Lea Deutsch era judía y «la Shirley Temple croata». Después de que Himmler en persona visitara a Ante Pavelić en Zagreb en 1943, las autoridades nazis del Estado Independiente Croata, para complacerle, metieron a Lea Deutsch y a su familia en un tren rumbo a Auschwitz. Y sólo hoy se le da una calle porque las nuevas autoridades, que no terminan de pronunciarse alto y claro sobre el fascismo del Estado Independiente Croata, lo hacen de una manera indulgente, decididos a lavar un poco su propia imagen y a hacerla algo más políticamente correcta.
Volvamos a mi amigo de diez años. ¿Por qué le he llevado al Museo de Ana Frank? Porque es adecuado para niños de su edad. El edificio se encuentra en pleno centro de la ciudad y delante hay siempre largas colas de turistas esperando. Creo que la mayoría de los visitantes salen de allí llevándose la historia sobre los holandeses valientes que escondían y protegían a la familia Frank. Hay otro museo en Ámsterdam, el Museo de la Resistencia. Ése queda un poco alejado del centro y no suele haber colas a la entrada. Pese a que su nombre sugiere lo contrario, en el Museo de la Resistencia uno puede obtener datos sobre cómo los holandeses denunciaban a sus conciudadanos judíos, y por añadidura parece que fueron más diligentes que los demás europeos.
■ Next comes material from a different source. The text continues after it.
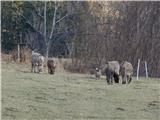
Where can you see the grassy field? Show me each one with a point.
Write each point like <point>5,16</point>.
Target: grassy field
<point>67,96</point>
Además, por cada denuncia se llevaban una pequeña recompensa.
En su nuevo diseño de la historia, los croatas no son diferentes de los holandeses, del mismo modo que los holandeses tampoco son diferentes de mucha otra gente. Todos —Estados, instituciones, medios de comunicación, políticos, escuelas, maestros, historiadores y señoras optimistas, como yo, que han decidido cambiar las cosas— trabajamos con el recuerdo y el olvido, para arreglar y rearreglar la historia, todos lo hacemos, cada uno de nosotros, cada uno a su modo y por sus motivos, cada uno en su campo. Por eso he llevado a mi pequeño amigo al Museo de Ana Frank. Quizá la próxima vez lo lleve al Museo de la Resistencia. O quizá no.